Through his video posts on Instagram and TikTok on Tuesday, Cassidy said he had received $500 in donations via Venmo, which he plans to convert to gift cards for SNAP recipients, who must show their SNAP cards and identification. They would be offered their choice of pizza and a salad, "and any sort of pasta, one meal per person, and for a family," he said.
Cassidy said he was working closely with Mercy Haven "and their food bank in Islip Terrace to assist the nonprofit's clients. "We're just looking to help," he said.

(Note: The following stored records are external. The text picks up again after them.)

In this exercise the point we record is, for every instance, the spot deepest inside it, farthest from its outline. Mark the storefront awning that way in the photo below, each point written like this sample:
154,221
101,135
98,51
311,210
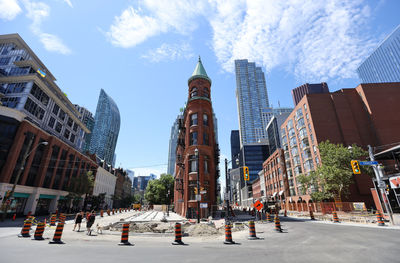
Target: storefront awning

Another restaurant participating in the free giveaway to SNAP recipients is the Clay Oven, a Halal Indian-Pakistani cuisine-themed restaurant in Hauppauge. When owner Lubna Habibi, who emigrated to New York from Karachi, Pakistan, in 1983, was asked why she wanted to do, she answered how could she not?
She said she has done similar meal giveaways during the COVID-19 pandemic and this seemed like as big a crisis for those in need.
Beginning Monday, the Clay Oven, at 601 Veterans Memorial Highway, will offer food, no questions asked, to 20 families a day, four days a week, until the shutdown ends or SNAP benefits are restored. The meals will include portions of soup, bread, rice and chicken to feed two adults and two children.
Habibi also said her restaurant will not ask those seeking food to prove they’re SNAP recipients.
“I don’t know how many we can handle at this location, the reason we’re starting with 20 families, not more,” said Habib. “But, we won’t ask those things, for someone to prove with a SNAP card or something like that. In Arabic, we say ‘inshallah’ – if Allah wills it; that it’s God’s will. When you do for God’s will then you don’t ask all these things. You trust ... And, you do it just because you want to help. No other reason.”
Newsday's John Valenti contributed to this story.